The pros and cons of National Living Wage and its affect on your business

By Alexandria Evans, associate in employment law at Lupton Fawcett Denison Till.

Since the new National Living Wage rate came into force last month, many employers have been counting the costs of the increase to £7.20 per hour for their workers aged 25 and over.

Whilst the Government’s message (not least through its banal television advertising campaign) is that this increase in hourly rate is a positive step for workers, there will inevitably be those that disagree with this view.

It is estimated that the increase has affected 1.3 million workers. Large employers have warned of significant profit reductions. Feedback from small employers or those with tight profit margins, such as those in the retail and hospitality sectors is that they may be forced to close their businesses altogether as a result of the rise in basic hourly pay. The Office for Budgetary Responsibility has warned that up to 60,000 jobs may be lost as a result of the change.

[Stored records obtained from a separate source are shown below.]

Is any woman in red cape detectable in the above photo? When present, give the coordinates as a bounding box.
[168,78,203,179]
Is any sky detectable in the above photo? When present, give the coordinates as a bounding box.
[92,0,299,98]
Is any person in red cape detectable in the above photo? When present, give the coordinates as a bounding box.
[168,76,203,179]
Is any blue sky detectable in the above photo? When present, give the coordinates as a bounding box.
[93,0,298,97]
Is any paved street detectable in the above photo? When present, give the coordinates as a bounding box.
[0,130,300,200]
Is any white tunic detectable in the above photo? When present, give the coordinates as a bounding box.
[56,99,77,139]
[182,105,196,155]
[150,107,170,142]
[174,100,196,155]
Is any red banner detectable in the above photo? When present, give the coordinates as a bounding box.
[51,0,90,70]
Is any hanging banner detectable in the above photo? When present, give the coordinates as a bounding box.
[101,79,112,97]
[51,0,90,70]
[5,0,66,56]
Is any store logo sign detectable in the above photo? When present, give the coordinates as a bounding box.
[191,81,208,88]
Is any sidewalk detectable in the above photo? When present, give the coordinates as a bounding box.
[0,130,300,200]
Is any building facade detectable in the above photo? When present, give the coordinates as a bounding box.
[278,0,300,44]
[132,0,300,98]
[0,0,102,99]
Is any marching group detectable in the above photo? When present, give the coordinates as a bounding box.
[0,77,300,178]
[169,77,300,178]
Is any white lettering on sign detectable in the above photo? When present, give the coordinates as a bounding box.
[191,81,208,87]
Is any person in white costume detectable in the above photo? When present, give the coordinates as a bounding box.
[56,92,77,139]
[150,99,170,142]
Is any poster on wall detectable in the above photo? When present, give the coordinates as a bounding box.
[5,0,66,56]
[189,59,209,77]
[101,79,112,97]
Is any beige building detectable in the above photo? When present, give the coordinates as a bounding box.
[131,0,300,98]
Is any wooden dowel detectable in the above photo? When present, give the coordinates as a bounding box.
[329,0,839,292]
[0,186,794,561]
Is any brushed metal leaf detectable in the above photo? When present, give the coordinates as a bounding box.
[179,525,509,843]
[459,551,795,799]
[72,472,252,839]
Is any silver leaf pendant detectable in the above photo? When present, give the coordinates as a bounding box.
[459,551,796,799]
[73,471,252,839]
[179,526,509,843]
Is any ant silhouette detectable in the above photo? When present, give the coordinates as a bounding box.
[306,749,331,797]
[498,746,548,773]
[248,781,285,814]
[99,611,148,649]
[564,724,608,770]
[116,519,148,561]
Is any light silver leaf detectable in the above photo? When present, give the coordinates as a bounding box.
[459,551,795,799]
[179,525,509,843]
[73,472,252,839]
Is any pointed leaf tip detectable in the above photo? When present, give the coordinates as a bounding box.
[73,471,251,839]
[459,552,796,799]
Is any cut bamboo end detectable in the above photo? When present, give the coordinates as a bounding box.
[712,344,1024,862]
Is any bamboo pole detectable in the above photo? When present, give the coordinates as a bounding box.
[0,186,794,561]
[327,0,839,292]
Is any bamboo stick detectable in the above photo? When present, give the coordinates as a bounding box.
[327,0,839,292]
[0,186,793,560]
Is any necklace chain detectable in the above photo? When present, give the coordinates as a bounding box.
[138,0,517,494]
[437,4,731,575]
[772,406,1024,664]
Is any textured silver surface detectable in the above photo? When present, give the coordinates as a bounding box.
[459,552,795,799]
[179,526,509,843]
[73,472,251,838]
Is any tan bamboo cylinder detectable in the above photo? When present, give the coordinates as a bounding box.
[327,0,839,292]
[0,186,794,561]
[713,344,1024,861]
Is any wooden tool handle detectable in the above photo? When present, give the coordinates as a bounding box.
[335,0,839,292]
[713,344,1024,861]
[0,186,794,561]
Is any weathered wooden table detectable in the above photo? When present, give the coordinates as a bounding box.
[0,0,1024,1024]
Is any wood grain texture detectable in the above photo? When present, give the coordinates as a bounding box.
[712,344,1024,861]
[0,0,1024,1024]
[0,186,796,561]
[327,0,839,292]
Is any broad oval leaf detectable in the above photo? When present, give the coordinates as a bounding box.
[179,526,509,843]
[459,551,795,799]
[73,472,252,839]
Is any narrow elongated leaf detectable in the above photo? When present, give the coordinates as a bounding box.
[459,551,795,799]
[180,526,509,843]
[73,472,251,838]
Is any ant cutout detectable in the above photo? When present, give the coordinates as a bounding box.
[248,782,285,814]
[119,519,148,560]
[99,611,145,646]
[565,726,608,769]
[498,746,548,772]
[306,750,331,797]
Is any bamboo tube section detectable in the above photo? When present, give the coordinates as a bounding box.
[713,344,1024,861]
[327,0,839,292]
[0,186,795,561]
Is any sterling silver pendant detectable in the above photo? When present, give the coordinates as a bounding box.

Most employers will have already developed strategies to manage the impact that the increased hourly rate will have on their businesses. Measures to tackle an increased wage bill could include:

• a reduction in hours for those employed under zero hours contracts
• redundancies
• removal of enhanced overtime rates
• changes / reductions to bonuses, commissions or benefits in kind
• increased pricing for customers

Whether or not such changes will be palatable to those affected will depend upon the employer’s relationships with its customers and staff and workers’ existing contractual terms. Changes to terms and conditions could give rise to legal complaints from employees, such as breach of contract and unfair dismissal. Collective consultation may also be required if more than 20 workers are affected by any proposed changes.

In some cases, employee and public relations issues will be of greater concern to businesses. LFDT logo

Take B&Q. It is accepted that the DIY giant is one of the best remunerators in the retail sector. However an employee affected by B&Q’s changes to allowances and overtime premiums recently commenced a petition (now signed over 133,000 times) to implore B&Q to reconsider these changes. Public feedback included ‘disappointment’ at a company considered to be inclusive in its approach to recruitment and pay, notwithstanding the fact that B&Q pays in excess of the basic minimum hourly rates to workers already and is committed to also paying the £7.20 rate to those under 25.

HMRC has introduced new measures to tackle employers that do not pay national minimum wage (NMW), which include:

• doubling the penalties for non-payment of NMW
• a new HMRC team dedicated to pursuing serious deliberate failures to pay the NMW
• company director disqualification for up to 15 years for businesses that do not pay the NMW

Naming and shaming of employers found at fault could also cause serious reputational damage and therefore employers should ensure that they are calculating NMW rates correctly for all workers to ensure they do not fall foul of these tougher penalties.